L’humoriste Merwane Benlazar accusé d’appeler à la censure politique sur France Inter

L’humoriste Merwane Benlazar fait l’objet d’accusations de promotion de la censure politique après une chronique sur France Inter. Le député Jérémie Patrier-Leitus l’a critiqué pour avoir prôné un «cordon sanitaire» contre l’extrême droite, inspiré des médias belges. Cette polémique s’ajoute à ses controverses passées liées à des propos qualifiés d’islamistes.

Merwane Benlazar, humoriste chroniqueur sur France Inter, est au cœur d’une nouvelle polémique.
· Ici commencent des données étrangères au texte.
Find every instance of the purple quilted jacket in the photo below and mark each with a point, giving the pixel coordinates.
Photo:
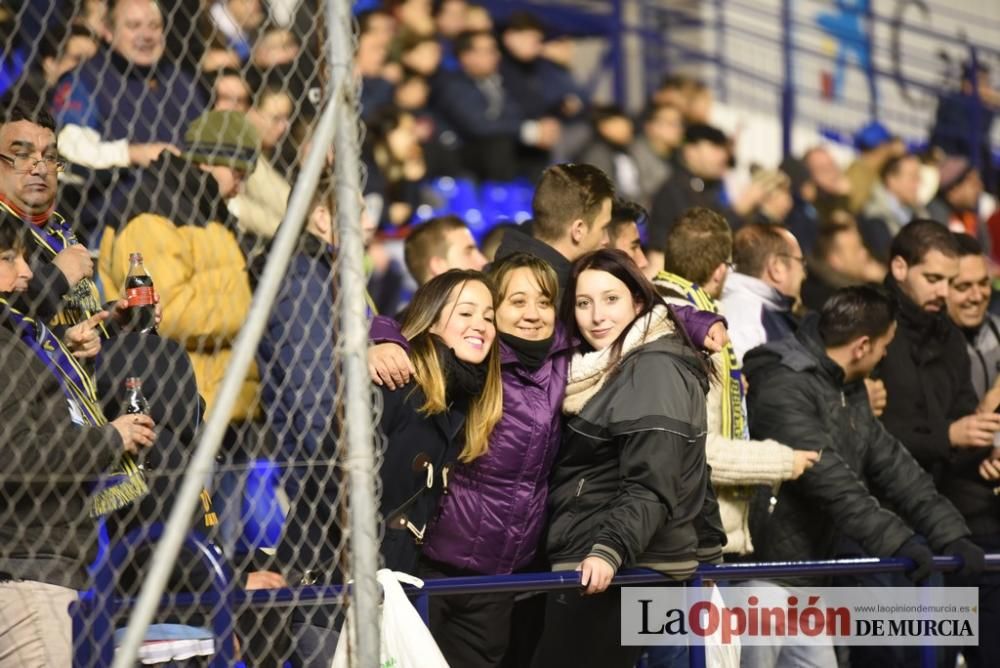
(492, 516)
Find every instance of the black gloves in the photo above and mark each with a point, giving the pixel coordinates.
(922, 557)
(973, 557)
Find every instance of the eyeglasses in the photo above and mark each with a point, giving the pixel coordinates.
(800, 260)
(26, 163)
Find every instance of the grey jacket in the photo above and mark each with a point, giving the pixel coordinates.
(49, 465)
(984, 353)
(630, 483)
Le 19 janvier 2026, le député Horizons du Calvados, Jérémie Patrier-Leitus, président de la commission d’enquête sur la neutralité et le financement de l’audiovisuel public, l’a accusé d’«appeler à la censure politique et au cordon sanitaire médiatique» dans l’émission Zoom Zoom Zen diffusée le 7 janvier.

Dans cette chronique, Benlazar a dénoncé la giving de parole aux idées nationalistes. «On a été trop gentils avec l’extrême droite. Mettre un facho au micro, c’est légitimer ses idées», a-t-il déclaré, sous les rires des autres intervenants. Il a critiqué l’argument de «recevoir tout le monde», affirmant : «T’es un média, t’as une responsabilité, j’attends de toi que tu fasses le tri avant de recevoir les gens !»

Il a comparé les nationalistes au «diable», ironisant sur une interview fictive par Guillaume Pley : «C’était dur l’Enfer, t’es resté longtemps ? Il faisait chaud ?» Benlazar a appelé les médias français à s’inspirer du «cordon sanitaire» des médias belges francophones contre l’extrême droite, rappelant la décision de la RTBF en janvier 2025 de ne pas diffuser en direct le discours d’investiture de Donald Trump pour ses propos «racistes, d’extrême droite, xénophobes».

Ce n’est pas la première controverse pour Benlazar. En janvier 2025, il avait été évincé de France 5 après des publications passées sur les réseaux sociaux qualifiées d’islamistes, comme «La place d’une femme est à la demeure auprès de son père. Crains ton seigneur» en 2021, ou des remarques misogynes telles que «Une femme pour me faire à manger». La ministre de la Culture Rachida Dati avait confirmé son éviction, déclarant : «Est-ce que des propos ont été tenus par ce chroniqueur qui sont scandaleux ? Oui. Donc suite à ces propos, France Télévisions en a tiré les conséquences.» Benlazar avait réagi par : «Je savais que j’allais être viré un jour, mais par une Arabe c’est chiant».

Cette affaire soulève des débats sur la liberté d’expression et la responsabilité des médias publics en France.